[PATCH] Ordinary name lookup for class and enum names in C++

The patch introduces support for ordinary name lookup of class and
enum names in C++. For example:

  class C { };
  C c;

Incidentally, it also introduces support for declaring classes with
"class" in C++, but that's rather trite.

Interesting bits in this patch:
  - Sema::ActOnTag: In C++, we introduce an implicit typedef into the
same scope as the tag type. This allows the name of a class or enum to
be found via ordinary name lookup. Note that we don't introduce this
implicit typedef if there is already a declaration with that name,
because the existing declaration takes precedence, e.g.,
      int D(int);
      class D { };
      // ordinary name lookup of "D" finds the function. Use "class D"
to get to the class.

  - Sema::ActOnDeclarator: Introducing a declaration for something
that has the same name as a class is okay; the new declaration hides
the class name. For example:
      class D { };
      int D(int);
      // ordinary name lookup of "D" finds the function. Use "class D"
to get to the class.
    To deal with this, we just go ahead and delete the implicit
typedef when a new declaration comes in.

I briefly considered eliminating the notion of the implicit typedef,
and instead modifying name lookup to look into both places in C++...
but this approach is cleaner.

  - Doug

clang-class-names.patch (13.2 KB)

The patch introduces support for ordinary name lookup of class and
enum names in C++. For example:

class C { };
C c;

Incidentally, it also introduces support for declaring classes with
"class" in C++, but that's rather trite.

Great!

I briefly considered eliminating the notion of the implicit typedef,
and instead modifying name lookup to look into both places in C++...
but this approach is cleaner.

Lets talk about this a bit. I always assumed that we would modify the name lookup machinery to handle this instead of adding a typedef... however I admit that I haven't fully thought through the implications and so I may not see all the problems with this approach.

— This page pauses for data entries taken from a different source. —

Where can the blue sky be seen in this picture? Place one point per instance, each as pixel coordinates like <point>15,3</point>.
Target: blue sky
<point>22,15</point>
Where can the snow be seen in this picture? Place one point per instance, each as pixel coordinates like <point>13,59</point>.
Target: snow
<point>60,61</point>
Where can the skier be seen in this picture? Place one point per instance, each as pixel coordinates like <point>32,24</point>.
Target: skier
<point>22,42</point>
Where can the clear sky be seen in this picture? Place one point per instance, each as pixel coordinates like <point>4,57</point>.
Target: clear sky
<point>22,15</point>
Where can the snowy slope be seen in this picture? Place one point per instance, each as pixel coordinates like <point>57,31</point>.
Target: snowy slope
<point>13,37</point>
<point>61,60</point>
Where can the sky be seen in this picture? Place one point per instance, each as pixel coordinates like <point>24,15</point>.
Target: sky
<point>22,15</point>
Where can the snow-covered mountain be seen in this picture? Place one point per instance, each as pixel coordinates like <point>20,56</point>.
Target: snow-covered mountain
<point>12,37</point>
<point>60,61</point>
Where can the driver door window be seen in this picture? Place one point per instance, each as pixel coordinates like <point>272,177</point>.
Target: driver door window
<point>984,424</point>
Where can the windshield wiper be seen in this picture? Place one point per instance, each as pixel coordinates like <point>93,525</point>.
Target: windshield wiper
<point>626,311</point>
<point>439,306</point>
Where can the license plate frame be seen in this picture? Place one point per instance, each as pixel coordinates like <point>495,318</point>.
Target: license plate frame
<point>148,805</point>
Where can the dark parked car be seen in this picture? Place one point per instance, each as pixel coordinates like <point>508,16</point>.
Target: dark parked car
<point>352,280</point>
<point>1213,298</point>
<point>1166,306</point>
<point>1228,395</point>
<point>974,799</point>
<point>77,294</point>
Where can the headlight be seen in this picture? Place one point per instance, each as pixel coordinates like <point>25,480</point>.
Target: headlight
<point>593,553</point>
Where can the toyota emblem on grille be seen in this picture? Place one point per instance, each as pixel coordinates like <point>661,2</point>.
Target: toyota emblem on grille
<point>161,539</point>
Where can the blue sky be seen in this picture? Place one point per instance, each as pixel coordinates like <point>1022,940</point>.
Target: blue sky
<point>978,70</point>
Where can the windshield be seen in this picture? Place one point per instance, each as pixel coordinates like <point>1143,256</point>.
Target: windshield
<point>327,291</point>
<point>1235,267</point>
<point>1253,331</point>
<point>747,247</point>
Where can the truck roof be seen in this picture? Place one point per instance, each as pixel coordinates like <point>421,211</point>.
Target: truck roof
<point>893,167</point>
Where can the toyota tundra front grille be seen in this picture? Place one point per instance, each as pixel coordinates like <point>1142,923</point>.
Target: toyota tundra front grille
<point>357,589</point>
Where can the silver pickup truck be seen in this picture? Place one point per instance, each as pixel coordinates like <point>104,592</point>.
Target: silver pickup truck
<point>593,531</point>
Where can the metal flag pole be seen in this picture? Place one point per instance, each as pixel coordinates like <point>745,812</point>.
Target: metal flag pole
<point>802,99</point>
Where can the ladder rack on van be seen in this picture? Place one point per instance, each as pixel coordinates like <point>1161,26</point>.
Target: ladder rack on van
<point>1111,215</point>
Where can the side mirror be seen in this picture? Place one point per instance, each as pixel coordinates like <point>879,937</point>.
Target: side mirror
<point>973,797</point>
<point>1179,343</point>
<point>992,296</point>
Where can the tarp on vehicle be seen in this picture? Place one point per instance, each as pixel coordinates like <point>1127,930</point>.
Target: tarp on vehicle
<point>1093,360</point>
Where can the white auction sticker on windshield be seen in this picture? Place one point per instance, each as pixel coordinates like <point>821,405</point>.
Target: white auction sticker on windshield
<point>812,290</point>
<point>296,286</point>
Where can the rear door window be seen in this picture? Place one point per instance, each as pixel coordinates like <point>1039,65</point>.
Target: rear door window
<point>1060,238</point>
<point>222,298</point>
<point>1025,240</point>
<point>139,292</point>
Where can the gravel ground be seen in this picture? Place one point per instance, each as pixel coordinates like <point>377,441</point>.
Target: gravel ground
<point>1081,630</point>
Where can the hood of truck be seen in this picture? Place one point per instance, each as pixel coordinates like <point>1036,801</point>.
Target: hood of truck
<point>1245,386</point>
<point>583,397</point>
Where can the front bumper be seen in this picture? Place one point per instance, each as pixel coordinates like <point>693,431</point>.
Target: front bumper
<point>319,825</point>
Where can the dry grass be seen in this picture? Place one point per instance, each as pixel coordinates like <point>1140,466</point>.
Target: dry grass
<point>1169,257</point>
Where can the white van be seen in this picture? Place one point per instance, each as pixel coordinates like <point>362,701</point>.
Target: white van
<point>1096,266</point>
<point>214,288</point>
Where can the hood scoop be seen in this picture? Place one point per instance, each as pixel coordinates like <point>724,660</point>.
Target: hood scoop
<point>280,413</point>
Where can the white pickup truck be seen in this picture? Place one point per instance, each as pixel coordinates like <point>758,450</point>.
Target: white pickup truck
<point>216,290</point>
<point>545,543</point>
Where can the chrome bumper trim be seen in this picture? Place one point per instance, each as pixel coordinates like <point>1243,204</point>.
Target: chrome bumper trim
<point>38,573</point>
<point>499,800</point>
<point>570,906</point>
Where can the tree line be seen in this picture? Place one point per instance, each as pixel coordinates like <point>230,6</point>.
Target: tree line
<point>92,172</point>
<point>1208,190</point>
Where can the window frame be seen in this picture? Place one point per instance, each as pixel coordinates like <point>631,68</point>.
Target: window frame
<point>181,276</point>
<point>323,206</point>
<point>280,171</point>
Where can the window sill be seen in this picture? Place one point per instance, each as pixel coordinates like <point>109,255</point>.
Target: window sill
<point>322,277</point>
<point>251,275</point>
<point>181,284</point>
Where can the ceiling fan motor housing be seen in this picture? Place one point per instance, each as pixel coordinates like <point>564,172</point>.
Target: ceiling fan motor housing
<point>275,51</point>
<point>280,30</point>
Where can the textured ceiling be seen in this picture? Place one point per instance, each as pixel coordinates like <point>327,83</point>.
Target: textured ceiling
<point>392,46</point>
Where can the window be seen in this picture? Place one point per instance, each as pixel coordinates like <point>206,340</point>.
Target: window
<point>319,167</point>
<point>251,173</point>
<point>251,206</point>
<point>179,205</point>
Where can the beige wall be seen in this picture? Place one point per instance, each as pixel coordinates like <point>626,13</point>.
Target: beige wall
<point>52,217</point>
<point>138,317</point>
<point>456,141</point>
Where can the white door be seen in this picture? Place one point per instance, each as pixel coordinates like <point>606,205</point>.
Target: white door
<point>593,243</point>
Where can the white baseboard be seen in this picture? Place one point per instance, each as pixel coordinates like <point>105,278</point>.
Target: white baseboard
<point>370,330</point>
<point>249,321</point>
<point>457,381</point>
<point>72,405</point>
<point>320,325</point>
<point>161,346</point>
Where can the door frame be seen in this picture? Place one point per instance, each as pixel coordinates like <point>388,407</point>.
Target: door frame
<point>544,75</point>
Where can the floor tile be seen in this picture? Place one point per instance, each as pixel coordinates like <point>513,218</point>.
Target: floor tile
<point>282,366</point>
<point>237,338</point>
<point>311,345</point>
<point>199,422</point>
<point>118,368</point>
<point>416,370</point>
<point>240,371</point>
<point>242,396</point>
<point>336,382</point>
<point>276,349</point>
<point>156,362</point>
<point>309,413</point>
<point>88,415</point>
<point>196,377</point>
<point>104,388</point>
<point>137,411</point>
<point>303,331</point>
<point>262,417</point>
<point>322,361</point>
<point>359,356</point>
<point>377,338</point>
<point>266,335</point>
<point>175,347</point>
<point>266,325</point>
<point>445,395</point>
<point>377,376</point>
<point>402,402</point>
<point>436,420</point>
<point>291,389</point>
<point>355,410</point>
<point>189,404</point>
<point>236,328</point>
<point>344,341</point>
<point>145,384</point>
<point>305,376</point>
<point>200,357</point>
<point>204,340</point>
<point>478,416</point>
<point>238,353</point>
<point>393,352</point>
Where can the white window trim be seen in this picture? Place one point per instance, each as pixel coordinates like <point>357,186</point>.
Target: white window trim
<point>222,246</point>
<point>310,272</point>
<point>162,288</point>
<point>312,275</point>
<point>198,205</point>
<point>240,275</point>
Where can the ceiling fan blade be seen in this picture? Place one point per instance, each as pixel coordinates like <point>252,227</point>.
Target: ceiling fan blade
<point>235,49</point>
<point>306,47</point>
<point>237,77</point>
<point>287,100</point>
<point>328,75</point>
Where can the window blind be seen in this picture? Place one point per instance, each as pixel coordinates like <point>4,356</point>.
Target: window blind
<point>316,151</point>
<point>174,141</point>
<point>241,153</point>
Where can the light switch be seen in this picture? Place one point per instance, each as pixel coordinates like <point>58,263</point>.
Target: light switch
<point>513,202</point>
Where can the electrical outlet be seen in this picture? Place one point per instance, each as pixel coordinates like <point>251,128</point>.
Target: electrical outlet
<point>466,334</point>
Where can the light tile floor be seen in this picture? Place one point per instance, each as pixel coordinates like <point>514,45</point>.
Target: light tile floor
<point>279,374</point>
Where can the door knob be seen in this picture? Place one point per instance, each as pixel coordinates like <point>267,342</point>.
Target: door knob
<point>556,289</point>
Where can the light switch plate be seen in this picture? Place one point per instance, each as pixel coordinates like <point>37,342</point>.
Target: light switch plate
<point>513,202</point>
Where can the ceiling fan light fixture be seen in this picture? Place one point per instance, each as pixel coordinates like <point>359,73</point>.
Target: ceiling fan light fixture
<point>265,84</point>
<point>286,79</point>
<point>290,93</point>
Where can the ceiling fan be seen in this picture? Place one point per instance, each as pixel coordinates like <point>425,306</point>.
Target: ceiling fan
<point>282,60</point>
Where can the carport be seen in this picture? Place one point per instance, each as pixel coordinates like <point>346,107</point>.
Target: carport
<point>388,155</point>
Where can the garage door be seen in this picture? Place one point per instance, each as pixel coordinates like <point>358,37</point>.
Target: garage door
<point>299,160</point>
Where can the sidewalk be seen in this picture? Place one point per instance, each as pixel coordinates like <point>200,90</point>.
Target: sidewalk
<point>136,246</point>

It seems that it would be possible to handle this by making the scope lookup take a bitmask of different namespaces to search. When looking up 'class foo' only the tag namespace would be searched, but when looking up 'foo' in C++, both the tag and normal namespace would be searched.

I'm sure there are more details to it than this, but avoiding creation of a dummy typedef decl for every struct/class/union is a pretty big win. What drawbacks do you see?

-Chris

> I briefly considered eliminating the notion of the implicit typedef,
> and instead modifying name lookup to look into both places in C++...
> but this approach is cleaner.
>

Lets talk about this a bit. I always assumed that we would modify the name
lookup machinery to handle this instead of adding a typedef... however I
admit that I haven't fully thought through the implications and so I may not
see all the problems with this approach.

It seems that it would be possible to handle this by making the scope
lookup take a bitmask of different namespaces to search. When looking up
'class foo' only the tag namespace would be searched, but when looking up
'foo' in C++, both the tag and normal namespace would be searched.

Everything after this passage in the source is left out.